Upcoming changes to a major intersection are on the right track, West Tisbury town officials said at a public hearing Wednesday.

The hearing, presented by the Massachusetts Department of Transportation, marked a first step toward improving safety at the intersection of Old County and State Roads. According to a traffic study by the DOT, 12 accidents occurred at the location between April 2006 and May 2010 — a slightly higher accident rate than similar locations in District 5, the Vineyard’s DOT designation. Of those accidents, 58 per cent were caused by left-hand turns, said Rich Madsen, District 5 projects manager.

Initial plans presented by the DOT call for putting the Old County Road entrance at a near-90-degree angle to State Road, forcing cars to make a full stop before turning. The proposal also includes increasing green space and sight lines, and adding new signage.

“So you’re taking a place that people see as a mass of pavement [and] make them see that it’s curving, redefine the road,” town resident Nancy Dola said during public comment. “They have to think about it and slow down.”

Mr. Madsen concurred, and said the new plan will reduce conflict points at the intersection. The project will cost a total of $204,127. Design is fully funded by the state, with construction funds split 80-20 between federal and state funding. According to the proposal, a bid process for construction will take place next summer, with work beginning in late 2014 or early 2015.

West Tisbury selectman Jeffrey (Skipper) Manter 3rd offered a small change to the DOT’s plans, suggesting that the road be made slightly more accessible to large vehicles, such as dump trucks and excavators, giving them a better turning radius.

“That’s doable,” said assistant project developer Bill Travers. The shoulder of the new road will be crushed stone, he said, which is “a little more forgiving” if a large vehicle needs to make a turn.
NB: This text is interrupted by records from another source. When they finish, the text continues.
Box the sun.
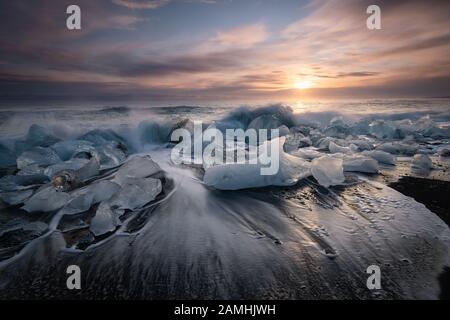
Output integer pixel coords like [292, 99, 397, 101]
[294, 80, 312, 90]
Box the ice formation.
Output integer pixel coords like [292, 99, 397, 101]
[23, 186, 70, 212]
[311, 155, 345, 187]
[203, 137, 311, 190]
[362, 150, 397, 165]
[411, 154, 433, 170]
[17, 147, 61, 169]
During a regular selectmen’s meeting that followed the presentation, the board voted unanimously against signing a letter of non-oppostion to a potential marijuana dispensary in town. The request came from resident Geoffrey Rose, one of three West Tisbury residents applying for a dispensary permit. It was the second request for a letter the board had received. The letter would be included in the full application to the state, but selectmen said they were uncomfortable with the commonwealth’s word choice.

“My position hasn’t really changed; I don’t really like the word non-oppositon,” said Mr. Manter. “Only the state could come up with that.”
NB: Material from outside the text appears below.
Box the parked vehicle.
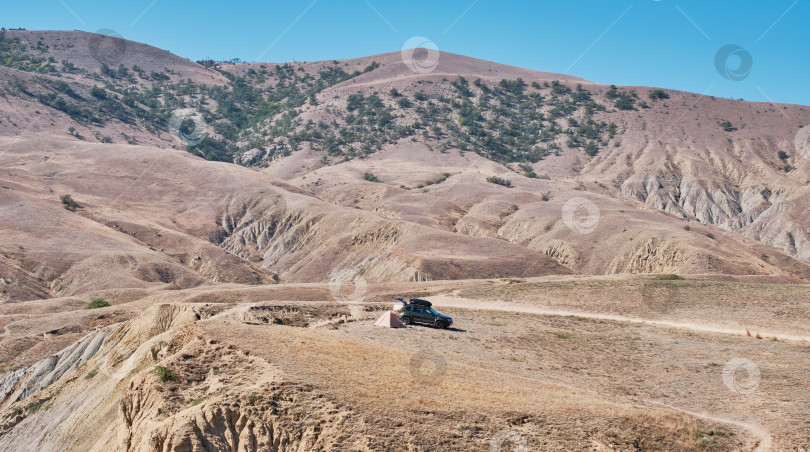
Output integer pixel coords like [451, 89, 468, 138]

Selectmen Richard Knabel and Cynthia Mitchell agreed. “If this were to happen we’d do it in an orderly permitting fashion,” said Mrs. Mitchell. “I thought about it over the week; my level of comfort extends to encouraging you to include a copy of the minutes of the town meeting, where the record basically speaks for itself.”

At last week’s special town meeting, West Tisbury approved a dispensary zoning bylaw 132 to 2.

The board also heard from ACE MV representatives and offered advice on next steps to take in securing long-term funding for the adult education programs, such as collaborating with other Island nonprofits.

Selectmen gave full support to an Edgartown initiative to update and rebuild the shellfish hatchery on Chappaquiddick. Ryan Smith of the Edgartown Shellfish Committee said that the Martha’s Vineyard Shellfish Group was working with Edgartown as they applied for a Community Innovation Challenge grant sponsored by the state.

“There would be potential benefit to West Tisbury, in that the hatchery would create oysters for West Tisbury,” said town administrator Jen Rand.